U937 cells were purchased commercially from American Type Culture Collection (ATCC, Manassas, VA) and cultured in RPMI supplemented with 10% FBS (v/v) (HyClone, Logan, UT), 1% penicillin streptomycin (v/v) (Gibco-BRL, Rockville, MD) and 4 µg/mL ciprofloxacin (Bayer, West Haven, CT) at 37ºC with 5% CO2. The cells were harvested and washed using PBS (Gibco-BRL, Rockville, MD) and counted using a hemocytometer (Hausser Scientific, Horsham, PA).

Magnetic biopsy needle

The magnetic needle prototype [2] consists of a 1 mm diameter stainless steel rod, at the end of which are two cylindrical NdFeB magnets (1 mm diameter, 2 mm length) separated by a stainless steel spacer (2 mm length), all contained within a tight-fitting polyimide tube. The needle assembly is then inserted into a polyimide sheath, which is designed to fit through a standard bone marrow biopsy tool to allow the tip of the magnetic needle to sample the bone marrow in vivo during a biopsy procedure.

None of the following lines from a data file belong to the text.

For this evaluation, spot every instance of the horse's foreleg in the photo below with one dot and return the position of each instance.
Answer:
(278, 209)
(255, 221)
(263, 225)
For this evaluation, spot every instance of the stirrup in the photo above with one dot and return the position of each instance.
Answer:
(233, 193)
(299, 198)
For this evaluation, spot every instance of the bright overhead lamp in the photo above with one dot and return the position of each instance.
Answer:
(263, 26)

For the in vitro tests reported here, U937 cells in RPMI media (described above) were diluted in donor whole blood and anti-coagulated in 10U/ml of heparin (Becton-Dickinson, San Jose, CA) resulting in a total sample volume of 750 µl (contained in a 1.5 ml vial). CD34-conjugated nanoparticles (20 µl, 7 × 1011 particles) were then added, and the sample was incubated for 60 minutes at 4°C on a nutator (Becton-Dickinson, San Jose, CA). To capture labeled cells, the magnetic needle tip, covered by the polyimide sheath, was inserted in the center of the cell-spiked blood sample and held in position for 1 minute. The sheath was then removed and the material collected on the sheath was resuspended in 200 µl of RPMI media and assessed by SQUID relaxometry and light microscopy. For microscopy, glass slide preparations were made using a Cyto-centrifuge (Shandon, Pittsburgh, PA) and stained with Prussian blue by TriCore Reference Laboratories (Albuquerque, NM).

Results and discussion

Characterization of SiMAG TCL

The zero-field cooled magnetization curve of 0.53 mg of immobilized SiMAG-TCL nanoparticles, acquired by susceptometry at 1 mT, indicates that the average blocking temperature is 260 K (data not shown). Fig. 3 shows the magnetization curve (M vs. B), also acquired by susceptometry (◆), at 250 K, just below the blocking temperature. From these data, the average saturation magnetization was determined to be 72.9 A-m2/kg[Fe3O4], somewhat lower than the bulk value (~92 A-m2/kg).

Fig. 3.

Fig. 3

Magnetization curves of SiMAG-TCL particles acquired by susceptometry (0.53 mg, ◆) and relaxometry (1 mg, ■). The saturation magnetization detected by relaxometry is two orders of magnitude lower than that of susceptometry, because only a fraction of the nanoparticles exhibit detectable relaxation times.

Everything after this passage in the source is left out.